More than one student seemed to be very interested in the fact that you can’t read my pulse in my left arm – a side effect of the Blalock-Taussig Shunt, the surgery I had in 1977. In the Blalock-Taussig, the Left Subclavian Artery is cut and sewn into the Pulmonary Artery. The Left Subclavian normally passes near the shoulderblade (the Clavicle), and down the left arm. Because it has been disconnected, you can’t get a pulse in my left arm, can’t take an accurate blood pressure reading, and blood draws and vaccine injections should be done in the right arm.

(NOTE: If you have the Modified Blalock-Taussig Shunt, a small artificial connection is used to connect the Subclavian Artery to the Pulmonary Artery and the Subclavian is left intact. You usually can feel the pulse bilaterally on a patient with the Modified Blalock-Taussig!)

When the students weren’t listening to my heart, the instructor was – with an electronic recording stethoscope. I’ve had this done before, back in 1977 at the University of Alabama at Birmingham (recounted in this post.) But back then it was a Stethoscope head connected to wires that ran to a machine the size of a toolbox, that recorded my heart on a cassette tape. This one looked like a regular Stethoscope, perhaps a little thicker around the head. It would record (sensitive enough that it recorded a cough!) and then transmit the recording to a laptop computer via Bluetooth! My Geek side started getting the best of me, and I was developing a very, very bad case of STEVE WANT! But I knew that if I asked how much it cost, the instructor would inject me with 1000 cc’s of reality. Reality is a difficult drug to take – it’s good for you, but can make you feel pretty lousy.

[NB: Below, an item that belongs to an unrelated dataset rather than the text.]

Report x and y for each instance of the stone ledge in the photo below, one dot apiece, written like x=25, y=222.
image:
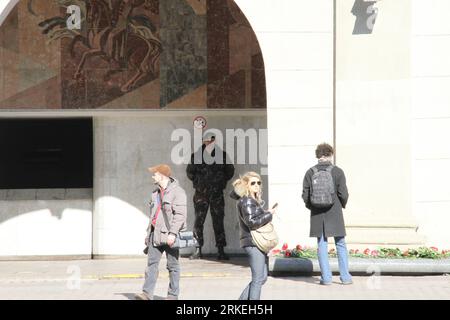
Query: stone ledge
x=360, y=266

I enjoyed my visit to the Nursing School and I’d like to thank everyone for making me feel so welcome. Even if none of the students chose to work in Congenital Cardiology, they’ll bump into other patients like me – it’s estimated that in the United States, there are slightly more adults living with a Congenital Heart Defect than there are children. Adults with Heart Defects are living longer and better, and we’ll have “normal” medical problems in addition to our bad hearts. And today’s Cardiac Kids are growing into tomorrow’s Heart Warriors.

So its important for those of us with a heart defect to “meet the public” – and not just to raise awareness, but to educate. To guide new Heart Families through this scary world we never expected to enter, but also to give the professionals who will be taking care of us a chance to learn from us. it doesn’t matter if someone is the best Heart Surgeon, the best Cardiologist, or the very best Cardiac Care Nurse… sometime in the past, these people had no idea that Heart Defects even existed.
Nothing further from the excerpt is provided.